Before the pandemic, and to the dismay of many investors, Chief Executive Darren Woods promised to “lean in” on spending as much as $35 billion per year on projects. The company made costly misfires in recent years by overspending on shale and oil sands projects that it later wrote down.
But after the pandemic slashed energy demand, Exxon cut spending by nearly a third – reducing the value of its shale gas properties by more than $20 billion – trimmed workers, and added debt to cover spending.
Shares were up a fraction to $56.49, and have risen by more than a third so far this year.
The company is trying to pitch a skeptical Wall Street that it has embraced cost cutting, with much of its investor pitch focused on cost reductions, cash flow and earnings projections that are not as bold as in previous years.

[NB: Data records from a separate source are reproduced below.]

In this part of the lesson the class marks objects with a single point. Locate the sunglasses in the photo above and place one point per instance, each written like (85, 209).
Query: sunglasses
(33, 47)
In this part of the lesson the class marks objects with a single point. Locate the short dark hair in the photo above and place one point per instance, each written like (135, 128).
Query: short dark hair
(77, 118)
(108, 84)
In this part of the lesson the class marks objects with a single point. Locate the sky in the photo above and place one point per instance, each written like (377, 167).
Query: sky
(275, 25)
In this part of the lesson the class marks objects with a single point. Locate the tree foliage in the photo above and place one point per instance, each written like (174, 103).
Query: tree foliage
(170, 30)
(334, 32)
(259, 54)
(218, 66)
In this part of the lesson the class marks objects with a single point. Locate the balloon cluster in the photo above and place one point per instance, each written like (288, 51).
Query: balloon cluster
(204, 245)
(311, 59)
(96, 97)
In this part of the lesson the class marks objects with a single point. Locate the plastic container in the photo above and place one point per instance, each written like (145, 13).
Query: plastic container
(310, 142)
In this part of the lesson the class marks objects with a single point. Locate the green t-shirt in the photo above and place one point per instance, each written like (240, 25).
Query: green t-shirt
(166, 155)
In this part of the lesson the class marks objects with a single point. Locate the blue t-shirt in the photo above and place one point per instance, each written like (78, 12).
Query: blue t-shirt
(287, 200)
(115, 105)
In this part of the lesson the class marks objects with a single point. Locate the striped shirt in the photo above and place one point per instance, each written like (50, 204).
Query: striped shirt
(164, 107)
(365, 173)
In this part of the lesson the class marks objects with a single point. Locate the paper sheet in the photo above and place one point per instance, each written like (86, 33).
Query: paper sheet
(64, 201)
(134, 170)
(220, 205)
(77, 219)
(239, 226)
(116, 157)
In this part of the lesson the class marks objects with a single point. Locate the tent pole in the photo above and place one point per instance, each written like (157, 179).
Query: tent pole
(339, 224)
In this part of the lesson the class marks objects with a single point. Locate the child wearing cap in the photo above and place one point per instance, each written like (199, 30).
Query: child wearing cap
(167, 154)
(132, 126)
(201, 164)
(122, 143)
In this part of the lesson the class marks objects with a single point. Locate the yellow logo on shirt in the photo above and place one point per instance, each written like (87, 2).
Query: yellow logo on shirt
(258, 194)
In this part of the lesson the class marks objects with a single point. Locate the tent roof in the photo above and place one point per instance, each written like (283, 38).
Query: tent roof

Woods pitched the company’s new Low Carbon Solutions Business, where he sees near-term opportunities in carbon capture and storage and carbon offsets, though technology and cost improvements are needed in more emerging areas such as hydrogen.
“There’s growing momentum and opportunity,” said Woods. “The questions are at what cost and for what return?”
Exxon’s oil and gas production spending will focus on Guyana, the Permian Basin and Brazil, and its flat production outlook appears to be due to lower aspirations in the Permian, said Biraj Borkhataria, analyst with RBC Capital Markets.
Exxon is likely “to steadily shift from gas to liquids, which is at odds with most peers,” Borkhataria said.
Two years ago, Exxon forecast shale production of 1 million barrels per day in the Permian as early as 2024, grabbing the spotlight from rival Chevron Corp’s 900,000-barrel target. Both companies have since dialed back plans in the top U.S. shale field.
Exxon has drawn the ire of activist investors focused on climate, but since December the company has said it would reduce the intensity of its oilfield greenhouse gas emissions by 15% to 20% from 2016 levels.
It has not set an overall emissions target, however, and reducing intensity means that emissions still could rise if oil and gas output grows.
It also announced plans to commercialize technology that helps cut carbon emissions and disclosed its Scope 3 emissions, a large category of greenhouse gases emitted from fuels and products it sells to customers such as jet fuel and gasoline.
Exxon plans to spend $3 billion through 2025 on its Low Carbon business, or about 3% of its capital spending, up from about 1% previously. “But it is still far from the double-digit levels of companies such as Shell and Total,” said Pavel Molchanov, analyst with Raymond James.
On Monday Exxon named activist investor Jeffrey Ubben and former Comcast executive Michael Angelakis to its board amid pressure by prominent shareholders.
“Maybe the best news about the board additions is that the ‘our way or the highway’ position that Exxon has taken for many years may be changing,” said Mark Stoeckle, senior portfolio manager at Adams Funds.
Exxon’s plans to reduce operating expenses by $6 billion a year “will also be an important marker” for investors, Stoeckle said.
A coalition of investors that oversees $2.5 trillion in assets on Wednesday said the energy giant had taken steps in the “right direction” but that more work lay ahead.